The visiting priest came with members of his Order and a few singers. They were there to raise money and awareness for their charity and in so doing, they turned Holy Mass into a spectacle. Shouts of “Amen!” and “Alleluia!” filled the air as people enthusiastically waved their arms, prompted by the visiting priest.
The musical performance (because that’s exactly what it was) was better suited to a rollicking concert venue than Holy Mass. The parishioners clapped to the upbeat rhythm, some of them bopping along in their seats, and gave an enthusiastic round of applause after every song.
Throughout Holy Mass, there were rounds of applause for parts of the visiting priest’s homily that was heavy on pep-talk but woeful in catechesis. He even busted out a few dance moves. Unsuspecting, embarrassed parishioners were cajoled into acting out parts of the homily. There was clapping for them, too. Most disturbingly, with his encouragement, parishioners clapped for themselves.
Like a high school cheerleader, the visiting priest urged the parishioners to louder and louder shouts of “Daddy!” as they reached up to the heavens. Abba, he explained, was the Jewish term of endearment for “Daddy.”
In fact, Abba does not mean “Daddy.” Abba (which is an ancient Aramaic word) is always associated with the word “Father.” In Hebrew, Abba is linked to the word “father” and in the ancient Babylonian Talmud, it is combined with the word rav (which means Master) to form the word rabba, a term of respect. In the New Testament, Abba is always followed by the word, “Father” (Hebrew4Christians.com). The word “Daddy” is childish. As Christians, we are exhorted to “put away all childish things” (1 Cor 13:11) and develop a proper understanding of God as not only our merciful Father but as the just Judge.
“Wasn’t that fun?” exclaimed a parishioner after Mass. From the laughter of some of the people as they filed out of the church, it seems that many of them thought so too.

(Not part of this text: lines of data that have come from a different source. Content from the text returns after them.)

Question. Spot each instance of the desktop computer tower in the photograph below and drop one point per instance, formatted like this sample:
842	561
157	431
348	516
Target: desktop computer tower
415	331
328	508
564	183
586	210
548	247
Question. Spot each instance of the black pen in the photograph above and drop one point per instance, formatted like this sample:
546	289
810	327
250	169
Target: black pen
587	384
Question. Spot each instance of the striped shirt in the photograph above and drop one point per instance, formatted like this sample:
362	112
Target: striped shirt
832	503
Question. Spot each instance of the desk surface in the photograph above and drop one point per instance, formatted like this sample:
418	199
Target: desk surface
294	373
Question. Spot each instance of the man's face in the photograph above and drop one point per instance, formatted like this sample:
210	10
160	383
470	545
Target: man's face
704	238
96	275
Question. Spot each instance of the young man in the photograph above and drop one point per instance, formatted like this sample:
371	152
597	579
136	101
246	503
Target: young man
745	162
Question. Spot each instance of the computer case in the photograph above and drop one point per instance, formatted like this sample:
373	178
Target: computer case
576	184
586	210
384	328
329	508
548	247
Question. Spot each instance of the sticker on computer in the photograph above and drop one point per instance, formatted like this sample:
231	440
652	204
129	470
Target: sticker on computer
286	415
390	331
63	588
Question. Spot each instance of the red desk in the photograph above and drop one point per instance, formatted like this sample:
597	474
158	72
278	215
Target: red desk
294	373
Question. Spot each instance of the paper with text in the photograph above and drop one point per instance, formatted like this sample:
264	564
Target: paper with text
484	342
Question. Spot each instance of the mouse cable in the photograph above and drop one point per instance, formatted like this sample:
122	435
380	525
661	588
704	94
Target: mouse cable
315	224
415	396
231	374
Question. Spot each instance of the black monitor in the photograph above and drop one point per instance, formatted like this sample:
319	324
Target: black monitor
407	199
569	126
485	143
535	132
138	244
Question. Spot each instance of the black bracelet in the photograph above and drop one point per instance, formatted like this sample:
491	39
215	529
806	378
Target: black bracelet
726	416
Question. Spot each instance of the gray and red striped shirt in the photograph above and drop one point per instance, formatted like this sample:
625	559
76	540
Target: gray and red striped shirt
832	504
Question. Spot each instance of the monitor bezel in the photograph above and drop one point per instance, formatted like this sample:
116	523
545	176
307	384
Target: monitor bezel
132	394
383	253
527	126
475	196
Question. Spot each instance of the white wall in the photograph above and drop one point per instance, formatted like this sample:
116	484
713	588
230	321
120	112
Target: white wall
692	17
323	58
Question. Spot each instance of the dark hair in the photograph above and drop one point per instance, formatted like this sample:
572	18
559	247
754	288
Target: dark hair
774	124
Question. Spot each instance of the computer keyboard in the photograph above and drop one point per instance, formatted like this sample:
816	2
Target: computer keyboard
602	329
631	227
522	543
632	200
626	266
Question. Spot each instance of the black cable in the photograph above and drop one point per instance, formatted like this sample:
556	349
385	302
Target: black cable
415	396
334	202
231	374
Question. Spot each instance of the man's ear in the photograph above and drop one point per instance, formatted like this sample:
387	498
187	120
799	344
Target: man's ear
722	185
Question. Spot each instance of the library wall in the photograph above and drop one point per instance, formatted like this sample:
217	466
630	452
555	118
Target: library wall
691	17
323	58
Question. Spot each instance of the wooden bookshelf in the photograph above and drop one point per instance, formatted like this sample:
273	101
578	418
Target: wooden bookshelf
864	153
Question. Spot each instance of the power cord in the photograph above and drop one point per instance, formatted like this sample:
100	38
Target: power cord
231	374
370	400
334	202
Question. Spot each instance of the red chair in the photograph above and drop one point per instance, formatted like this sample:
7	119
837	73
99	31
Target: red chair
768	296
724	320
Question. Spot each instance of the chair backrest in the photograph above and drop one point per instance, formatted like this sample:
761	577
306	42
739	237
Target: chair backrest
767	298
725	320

And right there, perfectly summarized in the parishioner’s exclamation, is the heart of the problem.
I am not a theologian. The only theology I have learned over the years is with the guidance of my spiritual director, and I’m pretty sure that at times he must think I’m a slow learner. However, I do know this: the crucifixion of Christ which we commemorate at each Mass, His ultimate sacrifice in which we participate, offering to the Father the Body, Blood, Soul, and Divinity of Our Lord, was not “fun.” As Jesus entered freely into His passion and willingly suffered on the Cross in atonement and reparation for our sins, I doubt that the word “fun” entered into His thoughts. Holy Mass and our preparation for the worthy reception of the Holy Eucharist should be reverent, dignified, peaceful, beautiful, theocentric, transcendent. Our participation at Holy Mass should take us outside of ourselves and give us a foretaste of the Beatific Vision through the beauty of the sacred liturgy and the reception of the Blessed Sacrament.
To reduce the holy sacrifice of the Mass to a noisy, irreverent, self-centred, fun performance makes a mockery of what Jesus did for us. While some may argue that the visiting priest and his group were there to raise money for a good cause, anthropocentrism has no place in sacred liturgy.
In speaking of the crisis in the liturgy, Bishop Athanasius Schneider said: “Our first duty as human beings is to adore God, not us, but Him. Unfortunately the liturgical practice of the last 40 years has been very anthropocentric. … The temptation today for the clergy is to adapt to the new world, to the new paganism, to be collaborationists.”
For the Catholic layperson striving to live a life of prayer, work, and service, Holy Mass and the devout reception of the Holy Eucharist is central to the way we worship God and the way we relate to our brothers and sisters in Christ. We need to be properly informed of what is beautiful, noble, and acceptable in the celebration of Holy Mass. In charity, we need to speak out against liturgical abuse, and expect of our clergy a right understanding of their responsibility to ensure that the sacrifice of our Lord is not mocked or forgotten for the sake of fun.